In August 2004, Universal Am-Can entered into a consulting agreement with Angelo A. Fonzi, a current member of our Board. Under the consulting agreement, in exchange for providing certain consulting services to AFA, Mr. Fonzi is entitled to receive cash payments of $10,000 per month through August 2006 and $5,000 per month from September 2006 through August 2008. In addition, we will reimburse Mr. Fonzi for reasonable expenses incurred in carrying out his obligations under the consulting agreement, provide Mr. Fonzi with the use of an automobile and provide medical insurance for Mr. Fonzi’s spouse.

We have retained the law firm of Sullivan Hincks & Conway to provide legal services during each of 2003, 2004 and 2005. Daniel C. Sullivan, a member of our Board, is a partner at Sullivan Hincks & Conway. Costs for the legal services provided by Sullivan Hincks & Conway were $50,542 in 2005.

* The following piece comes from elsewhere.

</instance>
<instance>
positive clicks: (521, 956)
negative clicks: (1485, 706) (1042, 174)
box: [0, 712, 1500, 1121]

On December 28, 2004, our Board declared a $50.0 million special cash dividend payable to CenTra, our sole shareholder on the record date for this dividend. The special dividend was paid on February 15, 2005, from the proceeds of our initial public offering.

In December 2004, CenTra assigned us its right to acquire the K and R property, a terminal yard in Dearborn, Michigan from a third party for $625,000. We acquired the property in January 2005. Additionally, in February 2005 CenTra paid us $12,500 for an option to acquire the property and a right of first refusal. Under the option, CenTra will have the right, for a three year period, to purchase the property from us for $688,000, plus the cost of any future improvements we makes to the property. Under the right of first refusal, if we receive a bona fide offer from a third party to purchase or lease all or any portion of this property that we decides to accept, we must notify CenTra of this fact and CenTra may elect to lease or purchase, as applicable, the portion of the property that is subject to such offer on the same terms.

In May 2005, we exchanged equipment with CenTra whereby we transferred 429 of our older trailers with a net book value of $915,000 to CenTra in exchange for 300 newer trailers owned by CenTra. We believe the exchange qualifies as a tax-free exchange under the Internal Revenue Code. We paid CenTra $1,000,000, the difference in fair market values of the trailers transferred and received. We recorded the trailers we received at $4,875,000, CenTra’s net book value. For tax purposes, we recorded the asset value of the trailers at $1,535,000, our tax basis in the trailers transferred of $535,000 plus the $1,000,000 of consideration paid. A deferred tax liability of $1,125,000 was recorded resulting from the difference in the book and tax bases of the trailers received less the deferred tax liability that existed on the trailers transferred. Additionally, we recorded a deemed capital contribution equaling $1,835,000, the net book value of trailers received less the net book value of the trailers transferred, the consideration paid and the deferred tax liability recorded.